Near future technology
Most furs, however, refer to a combination of genetic engineering, stem cell organ growth, and chimerazation. Via genetic engineering, a 'pseudo-form' combining both the target's DNA and the DNA sequences for the desired animal traits will be created 'in the lab'. After growing the organs individually to see if the created DNA is viable, full organs would be grown, and chimerazation used to introduce the new amalgamated DNA to the subject as an additional native sequence. While core organs (heart, brain, lungs, liver, kidney) would never have to change, the external organs (skin, claws, tails, et multiple cetera) could undergo massive changes without rejection.
However, while this will have less problems than simple physical, it is also reliant on bleeding-edge technologies, most of which have not been approved for humans; a conservative estimate of the expenses involved in getting the necessary technologies perfected and FDA-approved comes to a half billion dollars (US $500,000,000), and each species would have to have its DNA decoded individually.

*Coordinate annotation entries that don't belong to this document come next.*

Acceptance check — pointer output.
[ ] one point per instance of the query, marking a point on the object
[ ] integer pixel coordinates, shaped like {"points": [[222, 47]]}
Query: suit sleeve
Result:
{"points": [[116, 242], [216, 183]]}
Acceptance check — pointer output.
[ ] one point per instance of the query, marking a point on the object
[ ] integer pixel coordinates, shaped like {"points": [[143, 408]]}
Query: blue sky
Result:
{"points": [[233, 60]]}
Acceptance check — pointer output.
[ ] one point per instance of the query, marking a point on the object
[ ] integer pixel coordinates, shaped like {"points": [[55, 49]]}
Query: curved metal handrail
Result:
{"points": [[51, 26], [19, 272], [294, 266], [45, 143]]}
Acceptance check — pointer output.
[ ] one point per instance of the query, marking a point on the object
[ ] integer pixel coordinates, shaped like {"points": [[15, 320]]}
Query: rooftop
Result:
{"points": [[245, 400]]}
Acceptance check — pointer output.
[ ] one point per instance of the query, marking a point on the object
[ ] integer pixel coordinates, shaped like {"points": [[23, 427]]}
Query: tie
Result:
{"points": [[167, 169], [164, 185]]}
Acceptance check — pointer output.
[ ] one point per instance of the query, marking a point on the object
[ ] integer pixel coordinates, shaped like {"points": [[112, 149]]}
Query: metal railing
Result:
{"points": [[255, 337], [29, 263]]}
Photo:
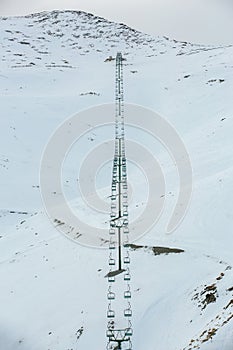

Even when the technology is known and the DNA is coded, it would still be a frighteningly expensive process to create a new custom DNA strand, grow cloned organs for this new custom DNA, graft it, and quickly perform the necessary surgery to chimerasize the subject. The costs for transformation, per person, could run as high as twenty million dollars (US $20,000,000). For the time being, physical furries will only be depicted in works of art, and not the works of art themselves.
Despite being another emulation of reality, rather than full transformation, bionics pose a promising possibility. Bionics technology today is on the verge of being able to mirror, if not surpass, natural human ability. it is likely that within a few decades, a visual transformation through use of bionic replacements will be possible.